Emmanuel Macron et les chefs d'Etats invités arrivent sous l'Arc de Triomphe, à Paris, pour participer à la cérémonie de célébration du centième anniversaire de l'Armistice du 11 novembre 1918, dimanche 11 novembre 2018. / JEAN-CLAUDE COUTAUSSE / FRANCH-POLITICS POUR LE MONDE

Editorial du « Monde ». Il y avait deux façons de marquer le centenaire de la Grande Guerre, une fois reconnues les graves imperfections de la paix conclue après l’Armistice. On pouvait célébrer une unité factice, saluer respectueusement la présence à Paris du président américain, leader du monde libre, suivant l’expression consacrée, et, avec le président russe, se féliciter que ces puissances ne soient pas en guerre les unes avec les autres. Ou bien l’on pouvait souligner les menaces qui mettent de nouveau cette paix en péril, rongent la démocratie et divisent le camp occidental.

Dimanche 11 novembre, à Paris, Emmanuel Macron a choisi la seconde.

Le président français a décidé que l’affirmation des valeurs qui sous-tendent les régimes démocratiques l’emporte désormais sur l’unité transatlantique, tant l’heure est grave. En déclarant, dans le discours qu’il a prononcé devant près de 80 chefs d’Etat et de gouvernement à l’Arc de triomphe, que « le patriotisme est l’exact contraire du nationalisme », en poussant l’opposition entre les deux concepts jusqu’à qualifier le nationalisme de « trahison du patriotisme », en fustigeant ces nationalistes qui disent « nos intérêts d’abord et qu’importe les autres ! », M. Macron s’adressait, certes, d’abord, à ceux de ses concitoyens qui sont tentés par cette idéologie. Mais le message visait tout aussi directement le président Donald Trump, assis au premier rang de la tribune des dirigeants, à quelques mètres de lui.

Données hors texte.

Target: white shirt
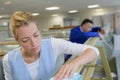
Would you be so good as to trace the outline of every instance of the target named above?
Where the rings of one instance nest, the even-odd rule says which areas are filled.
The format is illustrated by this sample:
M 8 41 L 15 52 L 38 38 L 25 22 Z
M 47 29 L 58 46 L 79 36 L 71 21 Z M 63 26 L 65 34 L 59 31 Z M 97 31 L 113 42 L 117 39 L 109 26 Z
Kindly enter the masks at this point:
M 80 55 L 87 48 L 94 49 L 97 55 L 99 55 L 98 49 L 90 45 L 72 43 L 63 39 L 56 39 L 56 38 L 51 38 L 51 43 L 52 43 L 55 61 L 57 60 L 57 57 L 60 54 L 71 53 L 73 55 Z M 39 65 L 39 59 L 30 64 L 26 63 L 28 71 L 30 72 L 30 75 L 32 77 L 32 80 L 37 79 L 38 65 Z M 3 66 L 4 66 L 4 72 L 5 72 L 5 80 L 12 80 L 12 77 L 11 77 L 12 72 L 10 71 L 10 66 L 8 63 L 8 54 L 6 54 L 5 57 L 3 58 Z

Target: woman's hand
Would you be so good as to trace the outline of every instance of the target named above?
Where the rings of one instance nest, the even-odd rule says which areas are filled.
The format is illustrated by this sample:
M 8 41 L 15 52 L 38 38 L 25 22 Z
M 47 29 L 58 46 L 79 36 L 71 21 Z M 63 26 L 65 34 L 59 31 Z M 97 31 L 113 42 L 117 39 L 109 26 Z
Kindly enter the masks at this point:
M 77 59 L 65 63 L 55 75 L 55 80 L 63 80 L 64 78 L 72 77 L 75 71 L 78 69 L 78 67 L 79 63 Z

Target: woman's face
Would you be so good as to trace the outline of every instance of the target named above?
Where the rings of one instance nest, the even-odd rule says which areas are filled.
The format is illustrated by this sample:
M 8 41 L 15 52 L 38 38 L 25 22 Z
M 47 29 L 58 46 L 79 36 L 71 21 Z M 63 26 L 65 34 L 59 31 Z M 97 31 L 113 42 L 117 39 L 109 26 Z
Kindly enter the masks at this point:
M 92 24 L 91 23 L 86 23 L 83 25 L 83 31 L 84 32 L 89 32 L 92 29 Z
M 29 22 L 28 25 L 21 26 L 17 30 L 18 42 L 27 53 L 39 53 L 41 45 L 41 35 L 36 23 Z

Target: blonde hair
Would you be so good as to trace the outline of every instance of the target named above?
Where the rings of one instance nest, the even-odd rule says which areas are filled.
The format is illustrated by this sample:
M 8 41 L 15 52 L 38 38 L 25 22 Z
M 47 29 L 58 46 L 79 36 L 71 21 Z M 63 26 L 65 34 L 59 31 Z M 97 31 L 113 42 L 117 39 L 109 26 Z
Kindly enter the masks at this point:
M 34 21 L 33 15 L 29 12 L 16 11 L 10 19 L 10 30 L 16 40 L 18 40 L 16 29 L 28 25 L 30 21 Z

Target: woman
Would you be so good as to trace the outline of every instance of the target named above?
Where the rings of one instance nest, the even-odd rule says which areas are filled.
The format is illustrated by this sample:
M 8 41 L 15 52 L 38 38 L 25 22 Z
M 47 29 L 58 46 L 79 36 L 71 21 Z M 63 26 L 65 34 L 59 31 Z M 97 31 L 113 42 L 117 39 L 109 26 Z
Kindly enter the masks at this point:
M 79 55 L 56 73 L 55 80 L 62 80 L 71 77 L 79 66 L 99 54 L 97 48 L 88 45 L 56 38 L 41 40 L 38 25 L 29 12 L 15 12 L 10 20 L 10 29 L 21 47 L 8 52 L 3 59 L 6 80 L 48 80 L 56 73 L 58 55 Z

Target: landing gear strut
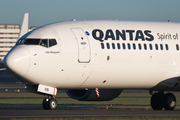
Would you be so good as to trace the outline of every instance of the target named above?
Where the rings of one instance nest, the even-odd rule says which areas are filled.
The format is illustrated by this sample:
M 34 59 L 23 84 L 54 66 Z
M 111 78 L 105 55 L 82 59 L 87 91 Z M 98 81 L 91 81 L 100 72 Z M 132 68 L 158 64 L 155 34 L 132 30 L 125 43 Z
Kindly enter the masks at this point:
M 176 107 L 176 97 L 172 93 L 158 92 L 151 97 L 151 107 L 153 110 L 174 110 Z
M 43 100 L 42 106 L 45 110 L 54 110 L 57 107 L 57 101 L 54 96 L 49 96 Z

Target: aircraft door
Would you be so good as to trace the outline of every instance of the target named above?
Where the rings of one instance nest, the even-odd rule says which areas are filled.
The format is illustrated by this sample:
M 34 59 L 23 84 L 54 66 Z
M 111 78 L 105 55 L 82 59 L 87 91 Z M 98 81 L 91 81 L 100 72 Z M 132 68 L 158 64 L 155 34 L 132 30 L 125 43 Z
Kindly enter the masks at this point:
M 90 62 L 90 45 L 85 32 L 81 28 L 71 29 L 78 44 L 78 62 Z

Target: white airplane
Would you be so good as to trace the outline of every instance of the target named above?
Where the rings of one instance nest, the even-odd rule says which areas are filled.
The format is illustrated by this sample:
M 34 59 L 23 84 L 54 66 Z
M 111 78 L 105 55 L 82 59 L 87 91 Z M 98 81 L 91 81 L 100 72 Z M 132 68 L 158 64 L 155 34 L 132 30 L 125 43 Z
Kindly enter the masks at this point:
M 25 22 L 26 23 L 26 22 Z M 55 109 L 57 88 L 80 101 L 106 101 L 122 90 L 149 90 L 154 110 L 173 110 L 180 91 L 179 23 L 57 22 L 20 35 L 4 58 L 27 91 Z M 23 29 L 23 27 L 22 27 Z

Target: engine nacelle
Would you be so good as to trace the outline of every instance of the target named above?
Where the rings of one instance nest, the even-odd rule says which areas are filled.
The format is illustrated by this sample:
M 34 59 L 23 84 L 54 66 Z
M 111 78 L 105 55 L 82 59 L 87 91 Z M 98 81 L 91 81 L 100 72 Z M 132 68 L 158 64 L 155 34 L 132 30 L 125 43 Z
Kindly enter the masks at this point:
M 95 90 L 67 90 L 69 97 L 79 101 L 108 101 L 118 97 L 123 89 L 99 89 L 99 97 Z

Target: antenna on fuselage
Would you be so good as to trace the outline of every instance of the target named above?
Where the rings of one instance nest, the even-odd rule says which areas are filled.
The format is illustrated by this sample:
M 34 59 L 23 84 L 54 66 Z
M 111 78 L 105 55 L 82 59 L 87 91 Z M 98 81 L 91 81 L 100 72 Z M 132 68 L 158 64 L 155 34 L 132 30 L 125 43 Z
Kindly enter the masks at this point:
M 25 13 L 21 24 L 21 30 L 19 32 L 18 39 L 28 32 L 28 20 L 29 20 L 29 13 Z

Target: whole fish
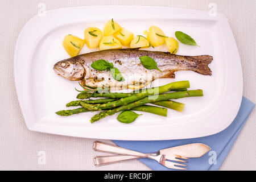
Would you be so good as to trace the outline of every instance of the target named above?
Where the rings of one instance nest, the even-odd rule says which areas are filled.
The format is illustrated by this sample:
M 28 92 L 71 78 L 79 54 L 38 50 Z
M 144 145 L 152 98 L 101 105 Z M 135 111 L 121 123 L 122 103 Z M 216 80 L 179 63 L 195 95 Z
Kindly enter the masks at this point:
M 152 57 L 162 72 L 157 69 L 145 68 L 139 59 L 143 56 Z M 125 80 L 115 80 L 109 71 L 93 69 L 91 64 L 100 59 L 112 63 Z M 174 72 L 180 70 L 211 75 L 208 65 L 212 60 L 212 56 L 208 55 L 179 56 L 170 52 L 122 49 L 80 55 L 56 63 L 53 69 L 57 75 L 68 80 L 82 80 L 82 84 L 92 87 L 135 89 L 144 87 L 157 78 L 174 78 Z

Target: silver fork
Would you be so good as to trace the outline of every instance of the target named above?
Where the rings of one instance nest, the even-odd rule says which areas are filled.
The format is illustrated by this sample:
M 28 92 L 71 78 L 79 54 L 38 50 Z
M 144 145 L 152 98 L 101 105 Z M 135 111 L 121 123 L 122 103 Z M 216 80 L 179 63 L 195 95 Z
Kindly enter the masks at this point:
M 180 156 L 180 155 L 168 155 L 168 158 L 166 157 L 166 155 L 164 154 L 160 154 L 159 153 L 153 153 L 153 154 L 143 154 L 139 152 L 131 150 L 120 147 L 119 146 L 113 146 L 106 143 L 104 143 L 102 142 L 99 141 L 95 141 L 93 143 L 93 148 L 94 150 L 97 151 L 101 151 L 101 152 L 107 152 L 109 153 L 115 154 L 119 154 L 119 155 L 125 155 L 123 156 L 123 159 L 125 159 L 126 158 L 128 158 L 129 156 L 125 156 L 125 155 L 130 155 L 130 156 L 133 156 L 135 158 L 148 158 L 151 159 L 154 159 L 155 160 L 156 160 L 158 163 L 164 166 L 165 167 L 171 168 L 171 169 L 181 169 L 181 170 L 186 170 L 186 168 L 180 167 L 179 166 L 182 166 L 182 167 L 186 167 L 187 165 L 174 163 L 172 162 L 170 162 L 167 160 L 170 160 L 173 161 L 177 161 L 181 163 L 186 163 L 187 162 L 185 160 L 180 160 L 179 159 L 176 159 L 176 158 L 181 158 L 183 159 L 189 159 L 187 158 Z M 104 157 L 104 156 L 103 156 Z M 114 158 L 115 156 L 113 156 Z M 102 158 L 101 158 L 102 159 Z M 114 158 L 112 158 L 112 159 L 114 159 Z M 98 161 L 97 161 L 98 160 Z M 96 164 L 98 162 L 98 163 L 100 161 L 98 161 L 98 160 L 101 160 L 101 158 L 94 158 L 94 164 Z M 105 162 L 105 161 L 104 161 Z

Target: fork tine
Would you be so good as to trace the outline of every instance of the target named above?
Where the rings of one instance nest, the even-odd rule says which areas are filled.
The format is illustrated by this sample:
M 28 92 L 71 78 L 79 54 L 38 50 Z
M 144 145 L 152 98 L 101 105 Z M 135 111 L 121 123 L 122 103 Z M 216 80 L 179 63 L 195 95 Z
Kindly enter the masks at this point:
M 169 159 L 168 159 L 169 160 Z M 177 162 L 180 162 L 181 163 L 187 163 L 187 161 L 180 160 L 177 158 L 174 158 L 174 159 L 172 159 L 171 160 L 177 161 Z
M 187 170 L 187 169 L 185 169 L 185 168 L 183 168 L 182 167 L 178 167 L 179 166 L 184 166 L 184 167 L 187 166 L 187 165 L 185 165 L 185 164 L 174 163 L 174 162 L 167 161 L 167 160 L 162 162 L 161 163 L 165 167 L 167 167 L 169 168 L 175 169 L 181 169 L 181 170 Z M 175 166 L 175 165 L 177 166 Z
M 181 163 L 187 163 L 188 162 L 186 160 L 181 160 L 180 159 L 189 159 L 188 158 L 178 155 L 169 155 L 167 156 L 166 155 L 165 158 L 167 160 L 180 162 Z

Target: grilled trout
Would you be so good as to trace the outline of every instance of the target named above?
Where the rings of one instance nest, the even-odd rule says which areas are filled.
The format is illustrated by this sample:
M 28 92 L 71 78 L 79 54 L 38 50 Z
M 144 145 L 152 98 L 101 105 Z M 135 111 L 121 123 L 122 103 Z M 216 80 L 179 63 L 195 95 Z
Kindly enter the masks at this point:
M 156 61 L 157 69 L 147 69 L 139 57 L 148 56 Z M 113 64 L 125 78 L 115 80 L 109 71 L 98 71 L 91 67 L 94 61 L 104 59 Z M 208 55 L 188 56 L 172 55 L 170 52 L 142 51 L 136 49 L 105 50 L 85 53 L 60 61 L 54 65 L 55 72 L 72 81 L 95 88 L 139 89 L 160 78 L 174 78 L 180 70 L 193 71 L 204 75 L 211 75 L 208 64 L 213 60 Z

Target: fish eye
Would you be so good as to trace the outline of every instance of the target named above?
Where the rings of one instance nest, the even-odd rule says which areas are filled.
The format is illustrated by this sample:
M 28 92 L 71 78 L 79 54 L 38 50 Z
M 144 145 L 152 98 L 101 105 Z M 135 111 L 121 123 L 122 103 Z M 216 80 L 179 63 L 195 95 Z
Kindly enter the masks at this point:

Trop de contentieux transatlantiques

Ce n’est pas la première fois qu’Emmanuel Macron s’oppose publiquement à un président des Etats-Unis qui revendique son nationalisme et proclame haut et fort sa devise, « America first ». Il l’a fait en avril, à Washington même, dans un discours ovationné par le Congrès américain. M. Trump n’avait pas paru, à l’époque, en prendre ombrage : leurs relations étaient encore chaleureuses, presque complices.

Ce n’est plus le cas. Trop de contentieux transatlantiques, sur le climat, sur l’Iran, sur le commerce, sur Israël et la Palestine, sur la sécurité de l’Europe, ont révélé aux Européens la vraie nature de la fracture avec l’administration américaine : elle ne porte pas sur des incidents de parcours, mais sur les valeurs, sur le multilatéralisme et sur la vision des relations internationales. M. Trump et M. Macron ont échangé des propos aigres-doux par Tweet et interviews interposés, avant et après ces cérémonies du 11-Novembre, et le président des Etats-Unis a affiché une mine maussade tout au long de son séjour parisien.

Si le socle n’est plus américain, alors il doit être européen. Le message martelé par les dirigeants invités à prendre la parole, en priorité dimanche, la chancelière Angela Merkel et le secrétaire général des Nations unies, Antonio Guterres, a été celui de l’unité européenne. Le président Macron a fait le choix très politique de mettre soigneusement en scène, samedi et dimanche, à Compiègne puis à Paris, sa proximité avec la chancelière et la solidité du lien franco-allemand – pourtant très flottant en cette phase de turbulences politiques allemandes. Berlin a accompagné ce mouvement en déléguant à Londres, pour la première fois aux cérémonies du 11-Novembre, le président Frank-Walter Steinmeier, qui s’est incliné devant le cénotaphe : une façon de montrer que l’Europe continuera d’exister au-delà du Brexit, et que l’Allemagne y prendra sa part.

L’ombre au tableau est, hélas !, évidente : l’Europe est elle-même divisée, soumise aux mêmes courants nationalistes que celui qui a porté Donald Trump au pouvoir. Au sein de l’Union européenne, le nombre de gouvernements, soit dominés par des partis nationalistes, soit affaiblis par des coalitions fragiles, augmente. En comparaison, fort de ses pouvoirs présidentiels, de sa majorité au Parlement et de son mandat de cinq ans, M. Macron apparaît aujourd’hui comme le dirigeant le plus solide pour mener, contre le nationalisme, le combat du patriotisme, thème sans doute plus rassembleur que celui d’un « progressisme » mal défini. Encore faut-il que son assise nationale ne s’effrite pas inexorablement.